Longe de ser um “atalho”, os suplementos são hoje reconhecidos pela ciência como ferramentas eficazes para otimizar energia, força e recuperação, quando usados de forma correta.
Uma revisão publicada em 2024 no Journal of the International Society of Sports Nutrition analisou 67 estudos com mais de mil atletas de combate. O resultado foi claro: cafeína, creatina, beta-alanina e bicarbonato de sódio são os suplementos com maior evidência científica para melhoria de desempenho.
Cafeína (5–10 mg/kg) → aumenta o foco, o tempo de reação e a capacidade de repetição de esforços curtos, ideal para rounds intensos.
Creatina monohidratada → melhora força e potência, favorecendo treinos de grappling, striking e preparação física.
Beta-alanina → atua como “tampão muscular”, ajudando a atrasar a fadiga em combates de curta duração.
Bicarbonato de sódio → pode ser útil em treinos de alta intensidade e curta recuperação.
Em modalidades onde a performance depende de explosão e resistência alternadas, esses suplementos são os mais estudados e seguros — desde que integrados a um plano nutricional adequado.
Cada atleta tem exigências diferentes. Peso, modalidade, frequência de treinos e objetivos variam — e a suplementação deve acompanhar isso.

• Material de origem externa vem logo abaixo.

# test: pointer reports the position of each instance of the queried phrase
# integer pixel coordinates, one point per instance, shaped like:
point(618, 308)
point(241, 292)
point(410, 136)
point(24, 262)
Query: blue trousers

Estudos recentes reforçam que o uso orientado por um profissional (nutricionista ou preparador físico) é o que garante resultados consistentes e seguros.
Também é importante entender o timing:
A cafeína tem melhor efeito cerca de 30 a 60 minutos antes do treino ou combate.
A creatina deve ser usada de forma contínua, e não apenas nos dias de treino.
A beta-alanina exige uso diário e cumulativo, com efeito percebido após 2 a 4 semanas.
Para além do rendimento, há suplementos que podem ajudar na saúde e recuperação — especialmente em fases de corte de peso ou sobrecarga de treino.
A vitamina D, por exemplo, tem mostrado impacto positivo na imunidade e força muscular, e multivitamínicos equilibrados ajudam a prevenir défices comuns em atletas que treinam em restrição calórica.
A suplementação, portanto, não substitui a alimentação mas pode ser o elo que transforma esforço em evolução.
Num mercado cada vez mais vasto, a escolha certa faz diferença. Optar por marcas com qualidade testada e fórmulas seguras garante que o atleta obtenha o máximo benefício sem riscos desnecessários.
Estudos da World Anti-Doping Agency (WADA) mostram que até 20% dos suplementos no mercado podem conter substâncias não declaradas, como estimulantes ou anabolizantes.
Para atletas que competem sob regulamentações rigorosas, isso pode significar a diferença entre o pódio e a suspensão.
Por isso, especialistas sugerem que os atletas dêem prioridade a produtos e lojas de confiança, verificando sempre a ausência de substâncias proibidas nas fórmulas e nos rótulos.
A era da luta moderna exige mais do que força e técnica. Exige informação.
E, no campo da suplementação, a informação certa pode evitar erros, proteger a saúde e, acima de tudo, manter a integridade do desporto.
Suplementar não é moda, é estratégia.
Quando há treino sério, orientação técnica e escolha consciente, a suplementação deixa de ser “extra” e passa a ser parte do plano de vitória.
Mais do que força, é ciência ao serviço do combate.